- Born: Gertrude Tiefenbrun March 1921 New York City, New York, United States
- Died: August 10, 2001 Palo Alto, California, US
- Known for: Painting

= Gertrude Bleiberg =

American visual artist

Gertrude Bleiberg (1921-2001) was an American visual artist. Encouraged by Jay DeFeo, who recognized her talent, Bleiberg started working as an artist at the age of 50. She earned a BFA and MFA degrees from the San Francisco Art Institute and developed a unique expressionist style, most notable for monumental depiction of the details of her domestic life: family, home, and friends. In a 25-year retrospective catalog of her work, Fred Martin, former Dean of the San Francisco Art Institute, noted that Bleiberg shows "that the direct experience of seeing may itself be alive, vivid, and recreated to amuse, to baffle, to give-yes-joy."

== Early life ==

Gertrude Bleiberg was born in New York City in 1921. In 1937 her family moved to Los Angeles. After marrying Donald J. Bleiberg, MD in 1942, she moved to Quincy, California, where Gertrude was a teacher and Donald was a family practitioner and operated the Plumas Industrial Hospital. The Bleibergs raised four daughters in Quincy.

In 1965, Bleiberg moved to Palo Alto, California, where Donald practiced emergency medicine with Kaiser Permanente in Santa Clara. The Bleibergs began to travel widely, and Gertrude journaled and sketched during the trips.

In 1969 Bleiberg enrolled in a continuing education art class, taught by Jay DeFeo, who recognized her innate talent and insisted that Bleiberg pursue professional art training. She went on to get a BFA (1975) and MFA (1977) degrees from the San Francisco Art Institute, where she was the oldest student among the young bohemian crowd. Her teachers were Manuel Neri, Elizabeth Murray, and Robert Colescott.

== Career ==

Bleiberg's prints and paintings have been exhibited in numerous museums and corporate collections, including the San Francisco Museum of Modern Art, the Oakland Museum of California, the San Jose Museum of Art, Mills College Art Museum, the Brooklyn Museum, and the Rutgers Archives Collection. In 1996, a 25-year retrospective of her work was held at four galleries in the Bay Area, and in 1992, she was given the Women's Caucus for Art, South Bay Chapter, Lifetime Achievement award.

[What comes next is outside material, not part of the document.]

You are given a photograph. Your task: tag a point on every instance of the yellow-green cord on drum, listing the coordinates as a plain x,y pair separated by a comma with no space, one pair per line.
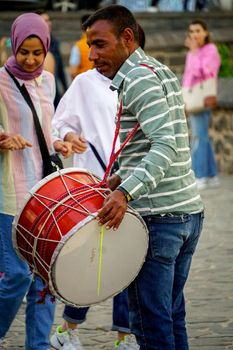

Bleiberg's drawings, prints, and paintings reference the self-taught artist practices. Eccentric line quality, active surfaces, and distorted figures playfully engage with the "naïve" and "primitive" styles. Yet her unique style is consciously cultivated through many years of outstanding professional training and studio work. Her style most closely compares in the history of post-war American art to that of Alice Neel.